The results below are presented using the segmental reporting structure adopted
by the TF1 group and in accordance with IFRS 16 (applicable from 1 January
2019). Revenue and operating profit data (published and restated) are available
in our 2020 Financial Information Report and on the TF1 group corporate
website: www.groupe-tf1.fr/en.
(EURM) Q4 2020 Q4 2019 CHG. % FY 2020 FY 2019** CHG. ?M CHG. %
TF1 group advertising
revenue 520.4 497.8 4.5% 1,483.3 1,651.1 (167.8) -10.2%
Revenue from other
activities 199.9 224.9 -11.1% 598.4 686.2 (87.8) -12.8%
Broadcasting 556.7 528.6 5.3% 1,612.8 1,774.2 (161.4) -9.1%
o/w Advertising 500.4 472.6 5.9% 1,414.9 1,567.4 (152.5) -9.7%
Studios &
Entertainment 109.6 144.7 -24.3% 309.2 390.0 (80.8) -20.7%
Unify 54.0 49.4 9.3% 159.7 173.1 (13.4) -7.7%
Consolidated
revenue 720.3 722.7 -0.3% 2,081.7 2,337.3 (255.6) -10.9%
Broadcasting 35.4 28.9 22.5% 163.0 185.5 (22.5) -12.1%
Studios &
Entertainment 23.9 32.9 -27.4% 31.1 57.9 (26.8) -46.3%
Unify 5.2 8.9 -41.6% (4.0) 11.7 (15.7) -134.2%
Current operating
profit 64.5 70.7 -8.8% 190.1 255.1 (65.0) -25.5%
Current operating
margin 9.0% 9.8% -0.8pt 9.1% 10.9% - -1.8pt
Operating profit (10.5) 70.7 - 115.1* 255.1 (140.0) -54.9%
Net profit attributable
to the Group (21.8) 37.0 -1.5x 55.3 154.8 (99.5) -64.3%
Broadcasting advertising
revenue 500.4 472.6 5.9% 1,414.9 1,567.4 (152.5) -9.7%
Cost of programmes (311.4) (325.8) -4.4% (833.2) (985.5) 152.3 -15.5%
* Operating profit for FY 2020 includes the impact of the EUR75 million
write-down of Unify assets. See our press release of 23 December 2020:
https://groupe-tf1.fr/en/press-release/unify-goodwill-write-down-no-impact-
group-s-cash-position
** 2019 figures were adjusted.

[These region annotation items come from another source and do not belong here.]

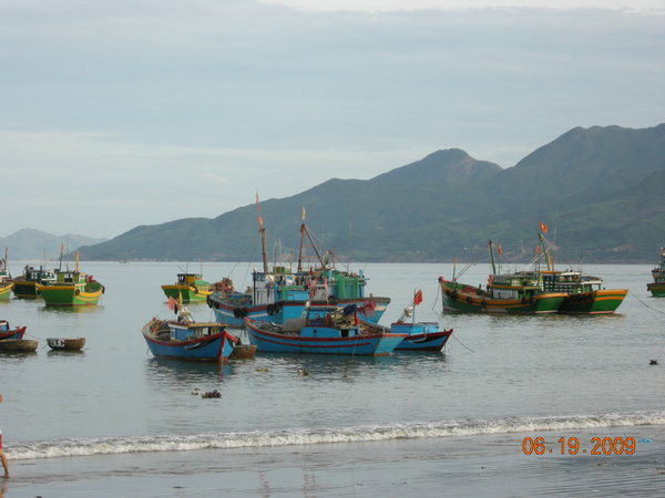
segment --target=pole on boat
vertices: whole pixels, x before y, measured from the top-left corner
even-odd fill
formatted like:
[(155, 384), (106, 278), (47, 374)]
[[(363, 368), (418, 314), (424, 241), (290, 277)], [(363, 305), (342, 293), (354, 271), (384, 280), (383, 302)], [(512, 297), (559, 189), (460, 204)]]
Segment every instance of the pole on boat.
[(321, 255), (319, 255), (319, 251), (316, 248), (316, 243), (314, 243), (314, 239), (311, 238), (311, 234), (309, 234), (309, 229), (307, 228), (307, 225), (305, 224), (306, 214), (307, 214), (307, 211), (305, 210), (305, 206), (303, 206), (303, 212), (300, 215), (301, 224), (300, 224), (300, 249), (298, 251), (298, 272), (303, 271), (303, 253), (305, 250), (305, 238), (306, 237), (309, 240), (309, 243), (311, 245), (311, 249), (314, 249), (314, 253), (316, 255), (317, 259), (321, 263), (323, 271), (325, 272), (326, 263), (325, 263), (324, 259), (321, 258)]
[(260, 234), (260, 249), (262, 249), (262, 258), (264, 263), (264, 273), (269, 272), (268, 268), (268, 250), (266, 248), (266, 227), (263, 224), (263, 216), (260, 216), (260, 204), (258, 204), (258, 193), (256, 194), (256, 209), (258, 210), (258, 216), (256, 217), (256, 221), (258, 221), (258, 232)]
[(490, 240), (488, 247), (490, 249), (490, 262), (492, 263), (492, 274), (497, 274), (497, 264), (494, 263), (494, 242)]

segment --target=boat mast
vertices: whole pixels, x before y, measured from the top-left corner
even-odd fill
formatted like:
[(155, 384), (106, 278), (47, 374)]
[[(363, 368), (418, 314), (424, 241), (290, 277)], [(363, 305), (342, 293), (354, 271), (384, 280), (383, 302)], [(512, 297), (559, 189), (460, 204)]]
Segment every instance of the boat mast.
[(260, 250), (264, 263), (264, 273), (269, 272), (268, 268), (268, 250), (266, 248), (266, 227), (263, 224), (263, 217), (260, 216), (260, 204), (258, 204), (258, 194), (256, 194), (256, 209), (258, 210), (258, 216), (256, 220), (258, 221), (258, 232), (260, 234)]
[(488, 247), (490, 248), (490, 262), (492, 263), (492, 274), (497, 274), (497, 264), (494, 263), (494, 242), (490, 240)]
[(316, 245), (314, 243), (314, 240), (311, 238), (311, 235), (309, 234), (309, 229), (307, 228), (307, 225), (305, 225), (305, 215), (306, 215), (305, 206), (303, 206), (303, 214), (301, 214), (303, 222), (300, 224), (300, 249), (298, 251), (298, 272), (303, 271), (303, 255), (305, 251), (305, 238), (306, 237), (309, 240), (309, 243), (311, 245), (311, 248), (314, 249), (314, 252), (315, 252), (317, 259), (321, 263), (323, 271), (326, 271), (326, 263), (324, 262), (321, 255), (319, 255), (319, 251), (316, 248)]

See note 4.1 of the appendix of the TF1 Group
accounts
Consolidated revenue of the TF1 group for 2020 was EUR2,081.7 million, a
decrease of EUR255.6 million, in a year when all of the Group's operations were
impacted by the Covid-19 crisis.
Group advertising revenue was EUR1,483.3 million, down 10.2% year-on-year.
After a first half that was hit by the effects of the crisis, the fourth
quarter saw advertising revenue rise by EUR22.6 million (+4.5%) versus the
comparable period of 2019.
(1) Subject to approval by the Annual General Meeting of 15 April 2021.
Revenue from the Group's other activities amounted to EUR598.4 million, down
EUR87.8 million, due mainly to the suspension of shooting in April and May and
to the cancellation or postponement of live shows, concert tours and cinema
releases.
The Group posted a current operating profit(2) of EUR190.1 million(3), down
EUR65.0 million.
Current operating margin was 9.1%, compared with 10.9% in 2019.
Net profit attributable to the Group amounted to EUR55.3 million, a decrease of
EUR99.5 million. This reflects (i) a lower level of income tax expense and (ii)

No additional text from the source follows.